Originally posted 2016-04-23 11:35:03.
It’s 0430, still dark out, and yet Queen Nefertiti of the Apartment, Nia, has decided in her infinite feline wisdom to be my alarm clock for the day, demanding her bipedal female pleb come turn her tap on for water sips and slurps. Try as I might, I’m unable to find a comfortable sleep position after the Elderbeast had drank her water. (She has incredibly long whiskers and is sensitive to them touching things like bowls, so we feed them on plates and she drinks from the tap to avoid contact with her delicate feeler machines. If your cat is finicky, you might want to try a low-rise plate/bowl, etc.)
I’m going to skip ahead to about four hours later, and a full cup of coffee to get my brain juice fully functional. I’m excited, because we’re finally going to head out on to the open road today, and discover Nevis. We drove around a bit when we first got the car back, but not too much.
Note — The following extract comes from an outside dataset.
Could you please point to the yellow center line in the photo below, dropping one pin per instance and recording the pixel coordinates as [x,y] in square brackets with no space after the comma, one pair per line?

We decided today would be a good day to go for a very slow scenic drive to the grocery stores and check things out along the way.
At the corner where Rumours is to our left of the car, and the Lobster Shack is in front of us, I turned right, and we head away from Newcastle (where the Nevis International Airport is now in our rear view mirror), and we’re officially on the “highway”.
Let me explain this, so you’re not thinking “401” or “Autobahn” or “I-94”. The maximum speed in most areas is 40mph. 20mph in school zones and passing the Police Stations. Honestly, in most areas, especially with the sheep who cause more traffic jams than anything else, you’re driving that speed anyway because of the road twists and turns and width of road, blind corners… yeah, it’s going to take a bit for me to get used to these roads, but once I do, I’ll likely look like just a local who knows what a blinker is. Yup; even in Nevis, the discovery of a turn signal is a rare and blessed event. If you’re near a store, send blinker juice. Please.
I’m getting off track with my story already.
So whenever the fancy strikes, we are taking side roads and seeing where they lead. Our goal is to go as far up Mount Nevis as drivable, and well, we aren’t getting too far, but we are definitely making this a memorable occasion. Whooodoggies, this is a steep set of roads up in here! This lil Suzuki Swift already has the engine light perpetually on, and once every few minutes, brake light appears to remind us that life is fleeting apparently.
I drive up one section, and the road is fairly decent – not potholed, but just ragged and washed out in spots, so you really need an ATV or 4×4 if you’re going to do serious climbing. Remember, we have Swift. And it’s not living up to its name. AT ALL.
There’s a patch that looks really decent, and we soon learn why – I’m guessing they forgot they were making the road, ran out of materials, and just went home. I’m not even kidding. For those of you who know all about my fondness for hills (that was sarcasm, read my old #100days stuff because it explains multiple times about the hills near our place in Staten Island), you KNOW I know my hills. The boy jumped out of the car, and talked me back down the hill, in reverse, with that stupid engine light on, and the brake light flashing at me, taunting me, laughing at me, teasing me “ha ha, silly mortal, I can let go at anytime, and you can see if this car rivals Chitty Chitty Bang Bang”.
Let me back up. < Oh lol. Yeah, I just realised what I said… anyway – moving forward – stars, I can’t catch a ‘brake’ here right now! The road is all you can drive on. You don’t get a shoulder to pull over onto, nor do you have any flat areas. There are what I could easily class as microcliffs – they are absolutely sheer drop-offs on either side of the road, leading to a bed of jagged rocks and chunks of debris about four or five feet max below us on either side in many areas.
And there’s a lady, chomping on bread, standing at her gate watching from where it could be classed as a possible flat-ish-kinda area below, now shouting which way to turn the wheel. I could have zipped around in no time had I not been bombarded with the microcliff. The boy’s actual helpful directions and the yelling lady were slightly distracting, but it was the damn goat that added to the craziness. Every time the hubs would say something, the lady would yell out a counterintuitive direction, and then the goat would bleat loudly, as if it were adding a third option to my possibilities. I’m sure he was just being evil and saying “Drive off the side! Peer pressure, do it do it do it! I triple dog…err… goat dare you!”
I got turned around (obviously), and the boy asked if he could snap a pic of the lady with her goat. After that roughly five minutes of panic and craziness, laughing at the goat trying to steal the bread from the woman was a nice relief. Hopefully at a later date, I can get the pic put up here for you to see. It’s on black and white film, so it will be a bit before we can get it scanned and processed and uploaded.
Back on our way, we headed to the old Sugar Cane Mill. But that’s for another story.